Every day, Griffith researchers are helping to shape a better world through their impactful research.
New discoveries and insights produce the greatest impact when they are shared as widely and as freely as possible. Impact can be further enhanced when other researchers are able to build on and validate this work, if the original research was conducted transparently and therefore reproducibly.
These principles—accessibility, transparency and reproducibility—are at the heart of open research. Regardless of your discipline or the stage of your career, you can make at least some of your research more open and thus more impactful.
Here’s how:
- Deposit a copy of your work in our institutional repository Griffith Research Online, which makes your work more discoverable and accessible to readers worldwide. GRO has already clocked up more than 20 million downloads since 2017, so there is a massive audience out there for open research.

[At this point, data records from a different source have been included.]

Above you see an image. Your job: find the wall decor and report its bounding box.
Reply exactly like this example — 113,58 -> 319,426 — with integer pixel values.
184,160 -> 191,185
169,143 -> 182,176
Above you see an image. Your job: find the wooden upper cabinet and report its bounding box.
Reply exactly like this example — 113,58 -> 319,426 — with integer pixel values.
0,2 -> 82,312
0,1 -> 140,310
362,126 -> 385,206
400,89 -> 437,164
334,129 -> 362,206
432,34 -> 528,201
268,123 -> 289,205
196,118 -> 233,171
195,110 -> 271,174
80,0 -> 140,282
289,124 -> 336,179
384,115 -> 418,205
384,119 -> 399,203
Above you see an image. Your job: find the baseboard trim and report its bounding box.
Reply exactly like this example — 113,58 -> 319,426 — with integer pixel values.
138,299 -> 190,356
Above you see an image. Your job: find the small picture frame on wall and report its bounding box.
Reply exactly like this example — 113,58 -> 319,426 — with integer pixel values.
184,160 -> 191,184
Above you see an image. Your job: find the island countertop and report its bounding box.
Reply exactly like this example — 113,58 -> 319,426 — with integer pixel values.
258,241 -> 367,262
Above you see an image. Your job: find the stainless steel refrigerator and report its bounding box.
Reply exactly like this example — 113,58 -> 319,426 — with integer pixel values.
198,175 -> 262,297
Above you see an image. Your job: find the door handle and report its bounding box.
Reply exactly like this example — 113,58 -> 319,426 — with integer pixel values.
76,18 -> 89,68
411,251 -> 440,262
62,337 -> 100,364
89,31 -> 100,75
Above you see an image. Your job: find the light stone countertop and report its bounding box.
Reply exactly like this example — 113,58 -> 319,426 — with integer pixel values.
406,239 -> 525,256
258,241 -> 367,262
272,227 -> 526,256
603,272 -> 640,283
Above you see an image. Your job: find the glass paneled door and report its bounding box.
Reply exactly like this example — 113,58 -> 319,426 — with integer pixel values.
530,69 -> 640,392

- Where possible, share the data underpinning your research, allowing others to build on and validate your work. Library staff can advise on where to store it.
- Choose a license for your research outputs and creative works that permits repurposing and remixing. Library staff can provide advice on licensing and copyright.
- Describe all code or software used in a study in a way that supports reproducible research, and share the code openly, if possible, through one of the many code repositories online.
- Register study protocols before conducting your research—this can result in useful feedback that can improve your methods, and also notifies others of the upcoming study.
- Publish your work in a reputable open access journal as this maximises the opportunity for exposure.
- Encourage and support other researchers to engage in open research practices.
You may worry that making your work open will mean a lot of extra work. The opposite is true—working openly and reproducibly, documenting everything from the start, is far more efficient, and helps you meet funder requirements much more easily. As Sandve et al. state: “... good habits of reproducibility may actually turn out to be a time-saver in the longer run.”